When it comes to youth sports, coaches are often chosen from among the most qualified parents. When the kids grow up, those coaches usually hang up their clipboards.
Gary and Rosemarie Musones have coached through generations. Even with their own kids now grown and independent, the couple (each in their mid-50s) show no signs of slowing down.
The son of a Navy veteran, Gary grew up in Seaside playing street flag football and basketball on sloping driveways. Rosemarie graduated from North Salinas High School in 1985.
The couple saw their son and daughter through many teams and seasons, and Gary went on to coach AAU and PAL travel teams before coaching boys freshman and JV basketball at Alvarez High School. He served as assistant coach for Alisal High’s freshman boys basketball team in 2010, where he bonded with AHS varsity coach Jose Gil.
Gary currently coaches the JV girls at Alisal High. In his first year in 2016, the girls won 25 games in a row. Last year the team finished 18-5, earning first place in league.
Gil invited both Gary and Rosemarie to give their time and talent to Gil Basketball Academy, and they have been coaching at GBA for eight years. When not coaching, Rosemarie has worked for the Social Security Administration for 34 years.
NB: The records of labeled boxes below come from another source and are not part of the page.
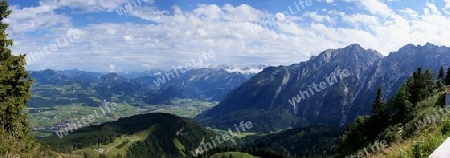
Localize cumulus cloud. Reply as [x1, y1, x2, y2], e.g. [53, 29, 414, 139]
[5, 0, 450, 71]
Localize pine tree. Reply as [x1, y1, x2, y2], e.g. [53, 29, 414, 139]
[436, 66, 445, 90]
[423, 69, 436, 95]
[445, 67, 450, 85]
[368, 88, 389, 139]
[391, 84, 412, 123]
[0, 0, 33, 155]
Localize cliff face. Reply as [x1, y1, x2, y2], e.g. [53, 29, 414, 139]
[197, 44, 450, 131]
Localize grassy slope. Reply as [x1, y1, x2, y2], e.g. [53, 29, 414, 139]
[210, 152, 259, 158]
[71, 125, 157, 157]
[352, 93, 450, 158]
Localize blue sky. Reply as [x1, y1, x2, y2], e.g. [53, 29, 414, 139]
[4, 0, 450, 71]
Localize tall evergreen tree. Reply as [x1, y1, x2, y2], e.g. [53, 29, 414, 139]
[369, 88, 389, 138]
[436, 65, 445, 90]
[445, 67, 450, 85]
[423, 69, 436, 95]
[391, 84, 412, 123]
[0, 0, 33, 155]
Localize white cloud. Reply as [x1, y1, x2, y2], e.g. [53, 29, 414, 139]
[6, 0, 450, 71]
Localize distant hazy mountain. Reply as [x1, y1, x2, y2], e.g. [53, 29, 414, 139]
[197, 44, 450, 132]
[28, 65, 263, 107]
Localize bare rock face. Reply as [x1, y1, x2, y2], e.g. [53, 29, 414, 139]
[196, 44, 450, 132]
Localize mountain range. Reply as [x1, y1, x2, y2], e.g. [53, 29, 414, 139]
[196, 43, 450, 132]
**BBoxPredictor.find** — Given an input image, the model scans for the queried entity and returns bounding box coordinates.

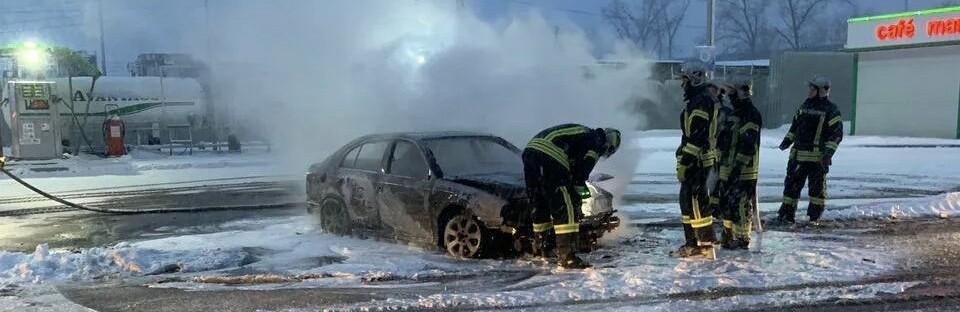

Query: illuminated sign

“Being part of GBA is rewarding because it gives my wife Rose and I the opportunity to give back to the community,” said Gary, who has worked for the last 32 years in information technology for the County of Monterey. “We help less fortunate kids that grow up on the east side of Salinas.”
Both Gary and Rosemarie love to see their kids improve their basketball skills, but the true joy is seeing them grow up into productive members of society.
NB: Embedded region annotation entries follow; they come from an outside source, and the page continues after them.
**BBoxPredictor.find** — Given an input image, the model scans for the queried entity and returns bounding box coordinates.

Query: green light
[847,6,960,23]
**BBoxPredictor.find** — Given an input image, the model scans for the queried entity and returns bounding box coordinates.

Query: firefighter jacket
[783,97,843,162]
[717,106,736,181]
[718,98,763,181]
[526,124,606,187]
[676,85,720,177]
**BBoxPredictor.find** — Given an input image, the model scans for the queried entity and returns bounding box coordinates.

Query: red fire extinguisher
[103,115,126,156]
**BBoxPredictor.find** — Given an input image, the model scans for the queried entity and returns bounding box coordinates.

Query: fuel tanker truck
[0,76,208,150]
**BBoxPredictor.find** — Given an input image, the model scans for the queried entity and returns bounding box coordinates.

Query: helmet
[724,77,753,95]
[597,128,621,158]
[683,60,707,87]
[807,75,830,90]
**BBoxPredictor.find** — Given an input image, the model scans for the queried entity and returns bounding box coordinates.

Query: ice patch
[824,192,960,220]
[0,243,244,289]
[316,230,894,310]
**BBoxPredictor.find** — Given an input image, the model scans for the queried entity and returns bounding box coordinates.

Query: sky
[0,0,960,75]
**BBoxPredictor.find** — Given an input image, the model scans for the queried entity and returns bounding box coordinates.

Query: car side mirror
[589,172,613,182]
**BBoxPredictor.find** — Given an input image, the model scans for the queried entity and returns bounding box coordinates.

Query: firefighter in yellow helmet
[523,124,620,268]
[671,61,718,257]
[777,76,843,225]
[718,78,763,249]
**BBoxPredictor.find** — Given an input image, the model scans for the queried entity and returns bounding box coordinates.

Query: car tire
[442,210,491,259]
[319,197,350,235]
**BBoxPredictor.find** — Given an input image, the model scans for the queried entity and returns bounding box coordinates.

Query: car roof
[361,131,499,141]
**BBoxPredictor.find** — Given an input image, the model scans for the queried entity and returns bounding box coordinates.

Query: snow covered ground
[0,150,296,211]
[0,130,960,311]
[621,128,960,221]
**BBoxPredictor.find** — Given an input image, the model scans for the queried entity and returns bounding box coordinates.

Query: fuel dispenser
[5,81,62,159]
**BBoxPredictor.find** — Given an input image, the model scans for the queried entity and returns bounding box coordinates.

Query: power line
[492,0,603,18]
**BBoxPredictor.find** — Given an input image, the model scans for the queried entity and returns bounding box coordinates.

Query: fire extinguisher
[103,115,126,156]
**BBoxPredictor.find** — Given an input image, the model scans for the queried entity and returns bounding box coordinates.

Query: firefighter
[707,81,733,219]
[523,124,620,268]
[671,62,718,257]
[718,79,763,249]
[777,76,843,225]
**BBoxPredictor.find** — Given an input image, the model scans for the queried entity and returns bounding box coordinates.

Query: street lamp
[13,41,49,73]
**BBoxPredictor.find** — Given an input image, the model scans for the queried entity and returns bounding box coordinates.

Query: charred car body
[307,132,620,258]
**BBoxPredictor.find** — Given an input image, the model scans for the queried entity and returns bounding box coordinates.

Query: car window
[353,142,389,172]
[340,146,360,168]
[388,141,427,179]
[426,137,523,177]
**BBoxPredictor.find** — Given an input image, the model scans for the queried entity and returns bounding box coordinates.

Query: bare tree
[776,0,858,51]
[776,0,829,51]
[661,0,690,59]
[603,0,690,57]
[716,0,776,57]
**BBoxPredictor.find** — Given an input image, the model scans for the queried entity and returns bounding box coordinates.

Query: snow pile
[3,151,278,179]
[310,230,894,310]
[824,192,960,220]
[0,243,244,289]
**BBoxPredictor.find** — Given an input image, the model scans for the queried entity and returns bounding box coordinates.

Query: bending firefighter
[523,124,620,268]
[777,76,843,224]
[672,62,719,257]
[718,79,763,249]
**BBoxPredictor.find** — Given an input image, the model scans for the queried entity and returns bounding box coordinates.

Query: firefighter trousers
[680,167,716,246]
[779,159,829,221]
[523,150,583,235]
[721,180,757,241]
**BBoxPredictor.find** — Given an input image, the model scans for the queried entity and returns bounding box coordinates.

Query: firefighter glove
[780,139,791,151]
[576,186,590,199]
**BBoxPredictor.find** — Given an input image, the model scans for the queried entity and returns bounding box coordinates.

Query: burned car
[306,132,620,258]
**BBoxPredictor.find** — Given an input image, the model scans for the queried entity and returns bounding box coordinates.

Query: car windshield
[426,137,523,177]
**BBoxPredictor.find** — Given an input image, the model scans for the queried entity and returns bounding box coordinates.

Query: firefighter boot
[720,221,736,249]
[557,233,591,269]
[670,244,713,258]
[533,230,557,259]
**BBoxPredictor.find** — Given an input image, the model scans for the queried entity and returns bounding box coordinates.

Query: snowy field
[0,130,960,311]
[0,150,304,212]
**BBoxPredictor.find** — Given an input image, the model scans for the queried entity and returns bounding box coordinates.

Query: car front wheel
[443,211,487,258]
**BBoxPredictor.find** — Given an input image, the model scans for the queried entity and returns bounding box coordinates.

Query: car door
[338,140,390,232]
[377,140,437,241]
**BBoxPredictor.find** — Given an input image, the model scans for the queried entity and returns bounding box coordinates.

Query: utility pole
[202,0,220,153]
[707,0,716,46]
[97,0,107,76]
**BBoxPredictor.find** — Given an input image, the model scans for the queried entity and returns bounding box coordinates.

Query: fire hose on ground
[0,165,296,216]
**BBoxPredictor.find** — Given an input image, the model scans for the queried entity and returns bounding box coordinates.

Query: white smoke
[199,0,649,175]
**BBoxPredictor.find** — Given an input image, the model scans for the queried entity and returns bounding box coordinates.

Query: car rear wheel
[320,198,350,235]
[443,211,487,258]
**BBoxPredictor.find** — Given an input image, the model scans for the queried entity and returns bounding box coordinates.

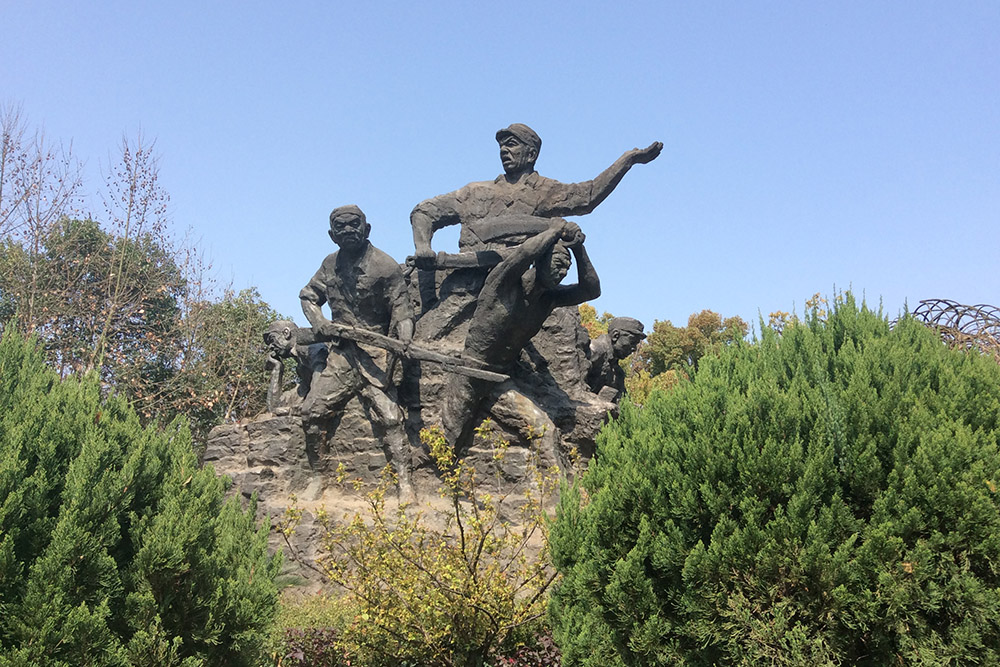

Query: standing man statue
[410,123,663,262]
[299,205,413,493]
[442,220,601,449]
[587,317,646,403]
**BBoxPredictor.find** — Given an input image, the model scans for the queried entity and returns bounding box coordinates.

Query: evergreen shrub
[550,294,1000,667]
[0,328,280,667]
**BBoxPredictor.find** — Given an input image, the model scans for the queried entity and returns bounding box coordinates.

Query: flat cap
[497,123,542,151]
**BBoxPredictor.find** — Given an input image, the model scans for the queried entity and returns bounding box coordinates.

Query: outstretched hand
[559,220,587,248]
[632,141,663,164]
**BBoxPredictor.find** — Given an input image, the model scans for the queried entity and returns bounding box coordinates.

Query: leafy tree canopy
[0,330,279,667]
[550,294,1000,666]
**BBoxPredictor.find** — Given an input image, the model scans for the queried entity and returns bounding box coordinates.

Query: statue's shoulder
[366,246,403,276]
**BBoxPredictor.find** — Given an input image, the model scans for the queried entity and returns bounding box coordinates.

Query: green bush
[550,295,1000,667]
[0,330,279,667]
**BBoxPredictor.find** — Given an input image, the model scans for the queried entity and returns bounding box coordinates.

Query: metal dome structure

“My wife and I have a goal to show and teach these kids with hard work and dedication they can be successful in sports and in life,” he said.
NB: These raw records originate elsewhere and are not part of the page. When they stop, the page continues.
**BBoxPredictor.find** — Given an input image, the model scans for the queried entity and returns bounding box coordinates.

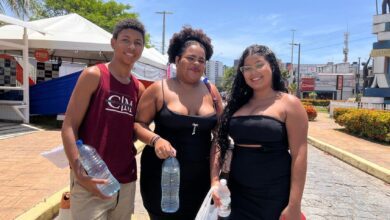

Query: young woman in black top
[135,27,222,220]
[212,45,308,220]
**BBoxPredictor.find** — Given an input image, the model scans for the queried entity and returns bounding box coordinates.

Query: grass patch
[30,115,62,130]
[314,106,328,113]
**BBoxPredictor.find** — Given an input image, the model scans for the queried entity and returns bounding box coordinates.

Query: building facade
[206,60,225,85]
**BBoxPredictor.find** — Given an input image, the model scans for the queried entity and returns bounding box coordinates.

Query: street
[302,146,390,220]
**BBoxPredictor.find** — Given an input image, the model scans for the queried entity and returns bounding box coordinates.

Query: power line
[303,37,375,52]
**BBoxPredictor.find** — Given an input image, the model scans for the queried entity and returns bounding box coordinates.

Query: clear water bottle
[218,179,231,218]
[76,140,120,196]
[161,157,180,213]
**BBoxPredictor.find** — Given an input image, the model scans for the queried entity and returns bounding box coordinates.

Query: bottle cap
[76,139,83,146]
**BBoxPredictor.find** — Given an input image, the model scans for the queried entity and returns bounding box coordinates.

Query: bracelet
[150,135,161,147]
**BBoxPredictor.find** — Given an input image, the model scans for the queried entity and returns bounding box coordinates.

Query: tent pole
[23,28,30,123]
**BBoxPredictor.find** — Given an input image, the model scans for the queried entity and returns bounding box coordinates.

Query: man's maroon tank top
[78,64,139,183]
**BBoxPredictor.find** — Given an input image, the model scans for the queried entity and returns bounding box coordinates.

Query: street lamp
[156,11,173,54]
[293,43,301,98]
[356,57,360,95]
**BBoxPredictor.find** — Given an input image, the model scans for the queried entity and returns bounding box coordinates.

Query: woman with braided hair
[135,27,222,220]
[212,45,308,220]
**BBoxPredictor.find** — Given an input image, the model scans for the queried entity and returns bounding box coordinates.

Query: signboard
[34,49,49,62]
[301,78,315,92]
[371,49,390,57]
[336,75,344,90]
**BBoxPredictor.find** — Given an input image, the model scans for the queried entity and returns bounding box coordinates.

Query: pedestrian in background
[135,27,222,220]
[212,45,308,220]
[62,19,145,219]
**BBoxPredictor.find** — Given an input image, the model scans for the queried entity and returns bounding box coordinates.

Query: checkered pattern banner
[0,58,16,86]
[36,62,60,84]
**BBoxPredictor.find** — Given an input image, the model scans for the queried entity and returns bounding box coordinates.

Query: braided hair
[217,44,286,167]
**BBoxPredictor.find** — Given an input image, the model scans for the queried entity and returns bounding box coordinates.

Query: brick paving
[309,113,390,169]
[0,130,69,219]
[0,113,390,219]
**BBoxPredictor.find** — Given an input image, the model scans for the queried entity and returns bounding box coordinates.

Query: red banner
[301,78,315,92]
[336,75,344,90]
[34,49,49,63]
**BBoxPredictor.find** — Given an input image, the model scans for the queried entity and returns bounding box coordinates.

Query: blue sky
[127,0,374,66]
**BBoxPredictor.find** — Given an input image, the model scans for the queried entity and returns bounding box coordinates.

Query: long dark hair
[217,44,286,167]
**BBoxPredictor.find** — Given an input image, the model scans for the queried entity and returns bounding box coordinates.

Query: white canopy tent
[0,14,166,69]
[0,14,46,123]
[0,14,167,123]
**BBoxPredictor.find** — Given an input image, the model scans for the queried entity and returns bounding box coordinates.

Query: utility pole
[295,43,301,98]
[375,0,378,15]
[156,11,173,54]
[356,57,360,95]
[290,29,296,79]
[343,31,349,63]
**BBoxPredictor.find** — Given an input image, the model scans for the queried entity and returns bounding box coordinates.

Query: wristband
[150,135,161,147]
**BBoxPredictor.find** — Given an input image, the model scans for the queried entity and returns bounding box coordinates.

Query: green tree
[281,70,290,80]
[0,0,30,17]
[288,83,298,95]
[222,67,236,93]
[31,0,151,47]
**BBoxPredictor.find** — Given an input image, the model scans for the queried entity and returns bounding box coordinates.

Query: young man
[62,19,145,219]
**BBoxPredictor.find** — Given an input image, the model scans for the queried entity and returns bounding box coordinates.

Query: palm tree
[0,0,30,17]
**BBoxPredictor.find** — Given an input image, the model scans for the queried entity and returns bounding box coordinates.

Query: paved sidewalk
[0,130,69,219]
[309,113,390,183]
[0,113,390,219]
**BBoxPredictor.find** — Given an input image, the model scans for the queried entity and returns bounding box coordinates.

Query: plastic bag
[195,187,218,220]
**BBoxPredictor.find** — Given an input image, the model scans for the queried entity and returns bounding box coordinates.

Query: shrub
[335,109,390,142]
[333,108,355,123]
[303,105,317,121]
[301,99,330,106]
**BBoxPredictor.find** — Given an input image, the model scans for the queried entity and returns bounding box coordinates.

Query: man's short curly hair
[112,18,145,43]
[168,26,213,63]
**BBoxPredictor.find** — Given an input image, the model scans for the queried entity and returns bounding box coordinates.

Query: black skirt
[140,146,210,220]
[228,146,291,220]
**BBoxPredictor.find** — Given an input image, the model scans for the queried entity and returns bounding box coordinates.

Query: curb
[307,136,390,184]
[16,141,145,220]
[16,186,69,220]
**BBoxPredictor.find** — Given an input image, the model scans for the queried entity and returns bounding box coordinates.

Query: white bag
[195,187,218,220]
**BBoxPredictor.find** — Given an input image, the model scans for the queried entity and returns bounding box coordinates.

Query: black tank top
[154,81,217,162]
[229,115,288,151]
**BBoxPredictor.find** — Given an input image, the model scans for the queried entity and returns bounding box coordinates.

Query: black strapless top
[229,115,288,151]
[154,102,217,161]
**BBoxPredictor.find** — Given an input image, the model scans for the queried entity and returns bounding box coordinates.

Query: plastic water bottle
[161,157,180,213]
[218,179,231,218]
[76,140,120,196]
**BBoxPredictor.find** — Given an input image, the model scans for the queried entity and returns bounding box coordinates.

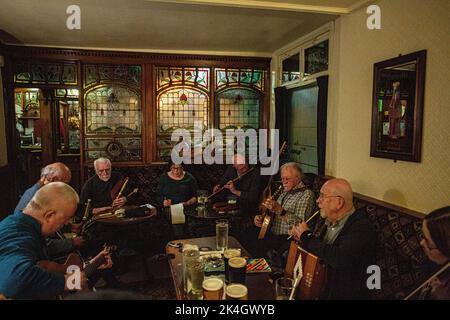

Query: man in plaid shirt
[254,162,315,262]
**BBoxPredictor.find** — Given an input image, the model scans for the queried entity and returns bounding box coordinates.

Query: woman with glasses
[157,161,198,207]
[156,160,198,239]
[419,206,450,300]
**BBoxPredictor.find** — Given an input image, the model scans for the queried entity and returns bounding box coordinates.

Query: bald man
[14,162,72,211]
[0,182,111,299]
[14,162,84,258]
[290,179,376,300]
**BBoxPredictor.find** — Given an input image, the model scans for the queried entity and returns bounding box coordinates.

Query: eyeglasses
[319,192,344,199]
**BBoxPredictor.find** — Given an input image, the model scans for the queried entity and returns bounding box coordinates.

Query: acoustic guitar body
[258,214,272,240]
[37,253,83,274]
[284,241,327,300]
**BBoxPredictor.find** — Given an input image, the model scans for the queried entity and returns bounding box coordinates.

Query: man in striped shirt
[254,162,315,264]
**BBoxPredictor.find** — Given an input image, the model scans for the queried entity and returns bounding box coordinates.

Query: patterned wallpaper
[326,0,450,213]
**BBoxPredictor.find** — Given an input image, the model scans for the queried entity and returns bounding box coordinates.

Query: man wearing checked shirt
[254,162,315,265]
They also get the chance to help Salinas kids see the world beyond their own backyards. “GBA takes some of them halfway around the world,” said Gary.
He remembers taking a 14-under girls team to Reno. “One of the girls asked us if she needed to bring her passport,” he said. “I told her we are just going to Reno, not out of the country! She later earned girls varsity captain last year.”
The biggest reward has been forging bonds with kids and their families.
“Coaching girls basketball, Rose and I have been to a lot of quinceañeras, or sweet 16 birthday parties, making new friends,” he said. “Coaching today’s youth also keeps us young and it is rewarding when we see our old players and they thank us for all we’ve done for them and become our good friends.”